La Suprema Corte, peraltro, ha ritenuto utilizzabili le immagini registrate in uno studio professionale, luogo ricompreso nell'ambito della nozione di domicilio, effettuate da persona che era vittima del reato (si trattava della dipendente di uno studio legale che era molestata dal professionista datore di lavoro), verso la quale l'imputato, sebbene proprietario dei locali, non aveva lo jus excludendi, perché l'autrice del video si trovava nel suo abituale ambiente di lavoro che costituiva il suo domicilio per un periodo di tempo limitato della giornata. Tale profilo è stato reputato sufficiente per escludere un'intrusione nell'altrui domicilio che avrebbe reso la prova in contrasto con l'art. 14 Cost. (Cass. n. 37197/2010).
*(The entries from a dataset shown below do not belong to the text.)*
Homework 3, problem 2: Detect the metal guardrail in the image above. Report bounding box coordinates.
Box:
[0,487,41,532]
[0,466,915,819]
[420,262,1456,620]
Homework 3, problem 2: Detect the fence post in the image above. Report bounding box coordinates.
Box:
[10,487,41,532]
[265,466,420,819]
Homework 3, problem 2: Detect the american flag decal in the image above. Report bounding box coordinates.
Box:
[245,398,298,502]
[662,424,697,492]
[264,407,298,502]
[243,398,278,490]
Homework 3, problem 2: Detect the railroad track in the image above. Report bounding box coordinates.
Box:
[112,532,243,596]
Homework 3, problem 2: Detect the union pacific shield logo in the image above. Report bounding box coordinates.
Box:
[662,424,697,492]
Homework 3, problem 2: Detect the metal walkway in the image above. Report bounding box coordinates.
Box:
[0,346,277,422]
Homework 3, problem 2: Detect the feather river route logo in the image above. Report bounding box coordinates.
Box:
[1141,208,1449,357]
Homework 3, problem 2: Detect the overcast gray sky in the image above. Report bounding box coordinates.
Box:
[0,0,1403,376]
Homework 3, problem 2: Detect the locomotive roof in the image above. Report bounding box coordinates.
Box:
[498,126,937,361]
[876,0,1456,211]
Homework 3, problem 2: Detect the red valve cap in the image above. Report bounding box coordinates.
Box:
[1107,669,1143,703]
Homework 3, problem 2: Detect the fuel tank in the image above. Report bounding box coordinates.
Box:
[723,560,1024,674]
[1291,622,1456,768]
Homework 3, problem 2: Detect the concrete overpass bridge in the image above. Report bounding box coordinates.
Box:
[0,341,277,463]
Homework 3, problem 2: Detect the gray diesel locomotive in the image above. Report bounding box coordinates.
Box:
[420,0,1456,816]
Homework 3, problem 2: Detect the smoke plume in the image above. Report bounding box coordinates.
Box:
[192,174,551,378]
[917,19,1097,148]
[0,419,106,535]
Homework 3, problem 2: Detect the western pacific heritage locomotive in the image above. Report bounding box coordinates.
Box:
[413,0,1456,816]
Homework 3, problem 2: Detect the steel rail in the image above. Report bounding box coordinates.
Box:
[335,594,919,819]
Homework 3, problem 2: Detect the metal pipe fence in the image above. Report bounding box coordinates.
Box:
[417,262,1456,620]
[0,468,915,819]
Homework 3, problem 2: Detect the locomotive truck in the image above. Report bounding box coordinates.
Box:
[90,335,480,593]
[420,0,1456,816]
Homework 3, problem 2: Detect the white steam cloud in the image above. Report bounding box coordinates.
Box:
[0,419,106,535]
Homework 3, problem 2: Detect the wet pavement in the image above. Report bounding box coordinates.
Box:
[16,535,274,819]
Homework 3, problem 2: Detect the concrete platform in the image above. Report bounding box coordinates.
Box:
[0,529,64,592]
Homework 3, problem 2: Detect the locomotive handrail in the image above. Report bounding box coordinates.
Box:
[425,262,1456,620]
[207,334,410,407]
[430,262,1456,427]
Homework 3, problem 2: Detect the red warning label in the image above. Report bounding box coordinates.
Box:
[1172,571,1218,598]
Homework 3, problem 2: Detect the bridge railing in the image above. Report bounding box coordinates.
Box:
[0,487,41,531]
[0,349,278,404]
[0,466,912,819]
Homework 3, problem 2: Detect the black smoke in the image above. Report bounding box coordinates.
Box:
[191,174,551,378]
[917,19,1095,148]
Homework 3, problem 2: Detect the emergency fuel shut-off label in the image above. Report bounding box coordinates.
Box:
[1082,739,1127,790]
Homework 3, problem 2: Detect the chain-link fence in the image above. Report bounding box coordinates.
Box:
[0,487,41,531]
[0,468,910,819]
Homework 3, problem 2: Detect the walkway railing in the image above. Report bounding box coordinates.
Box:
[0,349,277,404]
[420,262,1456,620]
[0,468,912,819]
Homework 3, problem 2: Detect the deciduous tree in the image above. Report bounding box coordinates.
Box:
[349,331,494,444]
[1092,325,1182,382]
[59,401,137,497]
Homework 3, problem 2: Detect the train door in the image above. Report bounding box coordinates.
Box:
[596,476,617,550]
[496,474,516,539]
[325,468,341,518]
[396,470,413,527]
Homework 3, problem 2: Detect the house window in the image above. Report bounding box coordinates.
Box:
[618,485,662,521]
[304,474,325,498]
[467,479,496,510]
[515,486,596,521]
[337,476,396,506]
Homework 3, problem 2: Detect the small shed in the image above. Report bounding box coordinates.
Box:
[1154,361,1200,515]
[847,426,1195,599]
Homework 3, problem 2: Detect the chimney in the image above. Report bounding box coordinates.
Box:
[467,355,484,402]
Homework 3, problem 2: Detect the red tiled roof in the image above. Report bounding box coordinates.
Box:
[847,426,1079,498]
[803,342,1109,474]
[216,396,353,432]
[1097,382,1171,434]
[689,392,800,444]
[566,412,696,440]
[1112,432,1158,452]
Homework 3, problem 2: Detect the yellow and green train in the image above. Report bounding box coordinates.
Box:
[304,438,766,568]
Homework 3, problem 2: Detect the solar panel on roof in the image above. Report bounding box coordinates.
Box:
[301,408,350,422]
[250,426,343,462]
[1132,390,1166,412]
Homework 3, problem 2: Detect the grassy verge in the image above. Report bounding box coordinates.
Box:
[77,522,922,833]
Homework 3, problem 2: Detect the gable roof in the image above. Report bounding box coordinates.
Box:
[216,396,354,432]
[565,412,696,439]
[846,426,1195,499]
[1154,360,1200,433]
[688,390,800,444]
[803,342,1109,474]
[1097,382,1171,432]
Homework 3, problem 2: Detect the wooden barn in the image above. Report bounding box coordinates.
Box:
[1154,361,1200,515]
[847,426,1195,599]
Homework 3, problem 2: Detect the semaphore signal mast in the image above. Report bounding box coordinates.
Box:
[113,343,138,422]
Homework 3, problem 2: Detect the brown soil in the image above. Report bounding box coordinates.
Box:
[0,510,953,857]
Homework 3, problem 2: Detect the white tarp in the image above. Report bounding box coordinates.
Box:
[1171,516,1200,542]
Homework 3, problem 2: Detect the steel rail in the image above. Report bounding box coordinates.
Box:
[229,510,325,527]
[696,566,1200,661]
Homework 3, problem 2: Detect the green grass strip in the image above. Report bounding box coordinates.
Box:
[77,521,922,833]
Secondo il giudice di legittimità, invece, costituiscono prove atipiche ai sensi dell'art. 189 c.p.p., con conseguente inapplicabilità della disciplina sulle intercettazioni, le videoriprese di comportamenti non aventi contenuto comunicativo effettuate in luogo lavorativo non rientrante nella nozione di domicilio privato, dovendosi intendere, invece, per comportamenti comunicativi, solo quelli finalizzati a trasmettere il contenuto di un pensiero mediante la parola, i gesti, le espressioni fisiognomiche o altri atteggiamenti idonei a manifestarlo (Cass. pen., n. 11419/2015; Cass. pen., n. 52595/2016).